Opening an editorial on the need for tougher auto emissions standards, the LA Times notes that the last few months have not been kind to the legal position of those standing in the way, and with good cause:
The auto industry and the Bush administration are now 0 for 3 in their attempts to block tighter fuel economy standards in court. There's a reason for their rotten record: They don't have a case. And the longer they delay taking action, the higher the price Americans will pay.
And it's looking like that losing streak might well continue.

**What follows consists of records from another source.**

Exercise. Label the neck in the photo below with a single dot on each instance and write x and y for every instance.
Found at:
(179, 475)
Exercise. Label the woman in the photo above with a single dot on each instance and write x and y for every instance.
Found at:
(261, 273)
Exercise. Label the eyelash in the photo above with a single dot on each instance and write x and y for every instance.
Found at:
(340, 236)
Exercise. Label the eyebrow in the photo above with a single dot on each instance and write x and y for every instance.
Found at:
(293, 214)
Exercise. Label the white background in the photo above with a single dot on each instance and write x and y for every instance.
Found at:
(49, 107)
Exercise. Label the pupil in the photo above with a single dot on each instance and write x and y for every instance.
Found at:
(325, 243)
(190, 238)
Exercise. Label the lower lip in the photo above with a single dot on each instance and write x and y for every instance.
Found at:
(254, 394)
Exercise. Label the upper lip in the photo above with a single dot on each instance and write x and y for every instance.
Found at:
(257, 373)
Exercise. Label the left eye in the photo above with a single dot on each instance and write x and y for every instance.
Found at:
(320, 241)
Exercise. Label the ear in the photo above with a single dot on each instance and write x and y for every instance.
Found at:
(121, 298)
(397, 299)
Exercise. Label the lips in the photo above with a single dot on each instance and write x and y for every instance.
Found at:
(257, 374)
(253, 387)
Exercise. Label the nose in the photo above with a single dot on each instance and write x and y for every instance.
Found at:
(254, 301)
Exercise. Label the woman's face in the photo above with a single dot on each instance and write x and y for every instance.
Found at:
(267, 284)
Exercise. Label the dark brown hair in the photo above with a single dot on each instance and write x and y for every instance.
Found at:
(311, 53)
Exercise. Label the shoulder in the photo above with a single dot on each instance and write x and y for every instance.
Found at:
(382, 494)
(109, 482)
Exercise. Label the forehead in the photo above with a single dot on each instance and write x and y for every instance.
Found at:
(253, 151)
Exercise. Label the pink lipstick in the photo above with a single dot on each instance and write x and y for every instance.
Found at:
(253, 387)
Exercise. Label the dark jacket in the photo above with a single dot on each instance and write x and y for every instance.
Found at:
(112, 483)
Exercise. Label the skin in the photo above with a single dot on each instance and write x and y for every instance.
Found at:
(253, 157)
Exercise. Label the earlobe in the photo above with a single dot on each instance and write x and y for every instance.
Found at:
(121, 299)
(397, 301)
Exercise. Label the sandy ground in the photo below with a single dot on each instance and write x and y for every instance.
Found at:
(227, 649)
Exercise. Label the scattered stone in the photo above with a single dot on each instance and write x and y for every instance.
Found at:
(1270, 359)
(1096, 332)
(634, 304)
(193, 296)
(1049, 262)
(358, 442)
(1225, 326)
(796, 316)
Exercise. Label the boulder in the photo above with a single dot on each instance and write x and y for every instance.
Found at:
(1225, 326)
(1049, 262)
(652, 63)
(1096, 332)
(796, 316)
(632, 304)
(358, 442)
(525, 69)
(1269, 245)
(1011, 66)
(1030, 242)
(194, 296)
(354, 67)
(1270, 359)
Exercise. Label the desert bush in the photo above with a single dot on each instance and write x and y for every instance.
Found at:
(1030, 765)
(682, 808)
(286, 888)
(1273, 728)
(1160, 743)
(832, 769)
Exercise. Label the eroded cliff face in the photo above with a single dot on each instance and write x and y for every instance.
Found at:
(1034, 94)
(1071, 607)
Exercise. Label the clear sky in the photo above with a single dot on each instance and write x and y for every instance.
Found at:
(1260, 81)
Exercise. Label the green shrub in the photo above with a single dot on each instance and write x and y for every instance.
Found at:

Yesterday afternoon in Fresno, U.S. District Court Judge Anthony Ishii heard arguments on competing motions for summary judgment in the industry's lawsuit against California's tailpipe emissions standards. In a September 2006 opinion tossing out two of the auto industry's claims but denying the state's motion for summary judgment on three others, Ishii appeared fairly open to the industry's case regarding conflict preemption-- that is, the assertion that California's standards would conflict with and undermine the federal fuel economy regime. His opinion also seemed to throw cold water on the state's argument that its standards, if granted an EPA waiver, would automatically become a part of federal law and thus eliminate any conflict.
But according to Bob Egelko of the San Francisco Chronicle, the state's arguments about the impact of this spring's landmark Massachusetts v. EPA decision appear to have had a clear impact on the judge's thinking:
U.S. District Judge Anthony Ishii suggested that the industry's argument had been undercut by a U.S. Supreme Court ruling in April upholding the federal government's authority to limit emissions of greenhouse gases.
Ishii noted that the court - rejecting arguments by the Bush administration as well as the auto industry - found no conflict between the Environmental Protection Agency's duty to regulate air pollutants and federal transportation officials' authority to regulate fuel economy.
"Why would I treat state regulation differently than the EPA adopting regulation of greenhouse gases that affect fuel economy?" Ishii asked.
If Ishii were to rule in California's favor now (a ruling is expected in the next couple of weeks), it would be a tactical disaster for the international automakers' trade association, AIAM. The industry first moved for judgment without trial in December 2006, perhaps emboldened by Ishii's apparent sympathy, and has continued pursuing that aggressive strategy even in the wake of Mass. v. EPA and the industry's September loss in an identical case in Vermont (this one after a full trial). Briefs filed by the industry over the course of the past year often invoke Ishii's prior ruling, but those appeals will be for naught if the judge is swayed by the Supreme Court's powerful precedent.